The whole family’s been back in the UK for the past couple of weeks – hence the silence here on the blog.  We had our now traditional hectic time trying to rush around seeing as many people as possible, though did manage to fit in almost a week’s trip to west Wales.  We stayed at St Bride’s Castle – west of Haverfordwest and sitting in a stunning position on the edge of cliffs over the Atlantic as it crashes in.  An added – if not the main – benefit of our visit to Wales was being able to catch up with old friends Chris and Zoe. 

A further, totally unexpected but delightful aspect of the trip was my discovery of several bottles of Chateau Pichon Longueville Comtesse de Lalande’s second wine, Reserve de la Comtesse, in the Haverfordwest branch of Tesco’s supermarket for the frankly bargain price of £19.98!  As the 2003 vintage it was rather young to be drinking right now, but still went very well with the traditional roast beef that Chris and Zoe kindly supplied with us for Sunday lunch.  Smooth, dense, delicious.  It was also nice to contrast this classic, heavy Pauillac with the lighter, fruity, “bubblegum” flavours of a 2002 Beaune that Chris opened (but which I can’t remember the name of!)

Living as we do here in France, whenever I’m buying wine for drinking in the UK, I look to those countries that I rarely get the chance to drink here at home.  During our trip we enjoyed a few New World wines, while also tatsing quite a number from our near neighbours here in Europe, particularly a couple of tasty Riojas and Italian Montelpulcianos and Valpolicellas. 

An entirely new wine experience awaited us the evening we stayed with our good friends the Warrens.  If you’ve read the “About” page on this blog, you’ll know that James Warren inspired me to start Red Vin Man after his visit with his lovely family over New Year.  James is a fellow wine nut and I’ve learnt to trust his judgement.  I must admit, however, that I did start to wonder when he told me that we’d be tasting a couple of examples of Lebanese red wine during the course of the evening. 
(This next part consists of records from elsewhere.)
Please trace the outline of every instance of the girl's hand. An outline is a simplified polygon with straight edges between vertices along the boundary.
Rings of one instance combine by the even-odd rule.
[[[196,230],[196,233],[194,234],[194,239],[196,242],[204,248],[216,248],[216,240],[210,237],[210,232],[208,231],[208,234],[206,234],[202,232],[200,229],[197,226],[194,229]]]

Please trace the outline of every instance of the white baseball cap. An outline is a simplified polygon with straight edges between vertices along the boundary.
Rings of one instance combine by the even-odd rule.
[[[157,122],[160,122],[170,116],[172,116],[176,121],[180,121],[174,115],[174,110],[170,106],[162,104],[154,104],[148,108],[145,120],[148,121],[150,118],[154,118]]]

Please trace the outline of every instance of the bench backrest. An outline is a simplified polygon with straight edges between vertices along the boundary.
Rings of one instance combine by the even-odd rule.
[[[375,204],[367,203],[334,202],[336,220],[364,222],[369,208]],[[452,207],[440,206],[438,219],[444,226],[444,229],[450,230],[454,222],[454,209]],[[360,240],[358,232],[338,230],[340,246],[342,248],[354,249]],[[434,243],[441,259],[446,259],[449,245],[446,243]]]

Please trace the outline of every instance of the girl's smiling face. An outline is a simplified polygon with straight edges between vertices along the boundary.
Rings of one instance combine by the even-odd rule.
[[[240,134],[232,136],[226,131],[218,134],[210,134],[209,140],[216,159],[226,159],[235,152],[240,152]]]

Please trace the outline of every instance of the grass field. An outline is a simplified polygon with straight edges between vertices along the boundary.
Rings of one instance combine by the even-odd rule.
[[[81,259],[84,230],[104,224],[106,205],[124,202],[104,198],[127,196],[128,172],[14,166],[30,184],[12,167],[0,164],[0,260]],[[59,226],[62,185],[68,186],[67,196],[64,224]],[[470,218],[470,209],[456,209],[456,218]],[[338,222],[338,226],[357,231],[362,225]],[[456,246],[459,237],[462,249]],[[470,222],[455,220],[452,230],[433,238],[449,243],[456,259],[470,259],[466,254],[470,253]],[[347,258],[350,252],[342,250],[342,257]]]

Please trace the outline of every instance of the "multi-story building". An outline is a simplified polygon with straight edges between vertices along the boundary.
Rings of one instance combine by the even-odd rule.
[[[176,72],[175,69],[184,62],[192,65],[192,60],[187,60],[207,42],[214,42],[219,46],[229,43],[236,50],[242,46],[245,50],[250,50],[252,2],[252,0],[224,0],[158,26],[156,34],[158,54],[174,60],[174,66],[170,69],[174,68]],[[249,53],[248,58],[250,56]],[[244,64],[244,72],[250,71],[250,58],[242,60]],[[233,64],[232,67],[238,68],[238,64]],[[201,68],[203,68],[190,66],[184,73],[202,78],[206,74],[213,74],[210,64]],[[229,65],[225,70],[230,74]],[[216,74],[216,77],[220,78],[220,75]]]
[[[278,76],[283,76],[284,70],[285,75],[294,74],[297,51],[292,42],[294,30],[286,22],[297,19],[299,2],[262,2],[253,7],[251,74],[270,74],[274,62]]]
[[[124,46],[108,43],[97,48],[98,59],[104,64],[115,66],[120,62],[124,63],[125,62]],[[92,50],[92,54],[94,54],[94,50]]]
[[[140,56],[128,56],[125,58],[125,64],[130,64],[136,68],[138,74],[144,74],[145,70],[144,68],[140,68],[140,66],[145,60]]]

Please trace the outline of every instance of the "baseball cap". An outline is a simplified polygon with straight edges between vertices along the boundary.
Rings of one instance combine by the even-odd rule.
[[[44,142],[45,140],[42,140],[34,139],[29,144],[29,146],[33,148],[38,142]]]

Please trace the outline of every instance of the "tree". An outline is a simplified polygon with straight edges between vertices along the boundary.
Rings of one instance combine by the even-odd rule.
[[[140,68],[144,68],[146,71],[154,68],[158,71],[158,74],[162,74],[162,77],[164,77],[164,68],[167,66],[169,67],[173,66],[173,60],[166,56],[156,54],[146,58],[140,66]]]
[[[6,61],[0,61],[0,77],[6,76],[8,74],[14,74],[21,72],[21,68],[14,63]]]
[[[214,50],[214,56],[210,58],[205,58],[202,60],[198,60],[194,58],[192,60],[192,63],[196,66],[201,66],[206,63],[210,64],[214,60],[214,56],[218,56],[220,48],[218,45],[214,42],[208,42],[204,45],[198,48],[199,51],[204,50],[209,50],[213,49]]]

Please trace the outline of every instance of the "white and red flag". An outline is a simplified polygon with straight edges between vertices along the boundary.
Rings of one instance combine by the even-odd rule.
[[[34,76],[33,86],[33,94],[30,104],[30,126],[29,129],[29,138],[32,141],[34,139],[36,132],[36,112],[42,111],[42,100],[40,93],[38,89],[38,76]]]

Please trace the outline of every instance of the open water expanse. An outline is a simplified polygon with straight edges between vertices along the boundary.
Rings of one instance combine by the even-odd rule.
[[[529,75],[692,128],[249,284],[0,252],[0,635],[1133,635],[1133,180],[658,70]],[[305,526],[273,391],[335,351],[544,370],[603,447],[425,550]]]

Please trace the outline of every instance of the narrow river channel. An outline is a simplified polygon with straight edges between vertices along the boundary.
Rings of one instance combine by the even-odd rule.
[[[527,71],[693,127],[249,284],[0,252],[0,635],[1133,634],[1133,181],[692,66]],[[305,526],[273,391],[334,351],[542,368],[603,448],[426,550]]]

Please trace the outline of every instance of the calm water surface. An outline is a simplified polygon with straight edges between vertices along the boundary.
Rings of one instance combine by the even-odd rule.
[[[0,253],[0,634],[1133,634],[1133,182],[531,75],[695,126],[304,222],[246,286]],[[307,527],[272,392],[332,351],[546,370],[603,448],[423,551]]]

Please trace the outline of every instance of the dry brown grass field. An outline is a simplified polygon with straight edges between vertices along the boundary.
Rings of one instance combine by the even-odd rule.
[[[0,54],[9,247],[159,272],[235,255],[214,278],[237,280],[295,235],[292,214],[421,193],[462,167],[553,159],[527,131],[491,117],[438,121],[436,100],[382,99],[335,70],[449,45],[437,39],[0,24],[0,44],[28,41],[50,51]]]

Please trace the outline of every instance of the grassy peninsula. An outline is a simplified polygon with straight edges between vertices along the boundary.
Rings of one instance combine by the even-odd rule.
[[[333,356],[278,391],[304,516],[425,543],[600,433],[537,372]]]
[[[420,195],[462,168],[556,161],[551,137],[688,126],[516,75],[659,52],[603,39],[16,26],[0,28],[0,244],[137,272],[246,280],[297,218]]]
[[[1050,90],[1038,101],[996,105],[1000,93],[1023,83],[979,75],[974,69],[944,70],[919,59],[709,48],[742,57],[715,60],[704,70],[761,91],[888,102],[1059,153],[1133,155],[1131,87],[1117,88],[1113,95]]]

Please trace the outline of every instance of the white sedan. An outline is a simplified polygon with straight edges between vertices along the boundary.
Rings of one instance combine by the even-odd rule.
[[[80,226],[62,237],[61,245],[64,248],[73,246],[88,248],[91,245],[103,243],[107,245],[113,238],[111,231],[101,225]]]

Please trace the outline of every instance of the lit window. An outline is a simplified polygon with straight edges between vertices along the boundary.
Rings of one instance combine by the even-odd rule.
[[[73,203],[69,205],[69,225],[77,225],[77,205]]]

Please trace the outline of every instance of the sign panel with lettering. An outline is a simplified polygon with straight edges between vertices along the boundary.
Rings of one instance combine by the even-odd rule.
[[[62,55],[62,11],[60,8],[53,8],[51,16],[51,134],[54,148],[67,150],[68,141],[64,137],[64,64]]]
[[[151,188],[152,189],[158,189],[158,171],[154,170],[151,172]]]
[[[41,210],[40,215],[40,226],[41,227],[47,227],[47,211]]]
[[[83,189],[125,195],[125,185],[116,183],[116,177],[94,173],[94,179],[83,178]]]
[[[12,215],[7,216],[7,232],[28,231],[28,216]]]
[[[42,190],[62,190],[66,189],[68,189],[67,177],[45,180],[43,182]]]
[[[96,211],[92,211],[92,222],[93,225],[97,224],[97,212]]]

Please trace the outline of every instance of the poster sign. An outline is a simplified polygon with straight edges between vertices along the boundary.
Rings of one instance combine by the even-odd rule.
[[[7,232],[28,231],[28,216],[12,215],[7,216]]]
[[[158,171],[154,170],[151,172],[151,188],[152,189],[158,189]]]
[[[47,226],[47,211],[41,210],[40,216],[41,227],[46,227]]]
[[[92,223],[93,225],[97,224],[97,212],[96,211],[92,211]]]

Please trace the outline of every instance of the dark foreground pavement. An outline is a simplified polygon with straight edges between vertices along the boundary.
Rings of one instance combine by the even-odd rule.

Quite rightly, James pointed out that he thought it would be good for us to have something from outside our normal range of choice and that one of his choices in particular – Chateau Musar in the Bekaa Valley – had an excellent reputation.  This he proved by shoving a couple of books under my nose which did indeed state that Chateau Musar was the most famous Lebanese wine producer.  You also have to show respect to anyone that has continued to produce wine through 20 years of civil war from a winery positioned in the southern suburbs of Beirut!

First, however, we opened a bottle of 1st Massaya Classic 2004, also from the Bekaa Valley and using three grape varieties, the main one (Cinsault, making up 60% of the wine) being entirely unfamiliar to me.  This unfamiliarity continued to the wine’s nose – initially not completely pleasan, but developing later.  I couldn’t actually find a word to describe the aroma (nor could anyone else!)  The taste was far more pleasant, deep and spicy.

Of course, we were all really waiting for the main wine event of the evening, the Chateau Musar, which had been decanted an hour or so previously.  Expectation was high…unfortunately, the wine was corked!  Massive disappointment all round!  James – perhaps a little embarrassed (though entirely unnecessarily, of course) – suggested opening a bottle of Reserve de la Comtesse 2000 to remedy the situation, though was swiftly convince that it would be wasted on a group of people already fairly wasted themselves.

I’m not sure I’ll be rushing back to a bottle of Lebanese wine, but it’s always good to have an open mind on other wine producing countries and I reckon I’ll make it part of all future trips to the UK.  It’s good to be back home, however, and I’ll be searching locally for some more Reserve de la Comtesse (sadly, bringing some back from Haverfordwest would have pushed us way over our luggage limit, in addition to being a little ridiculous!)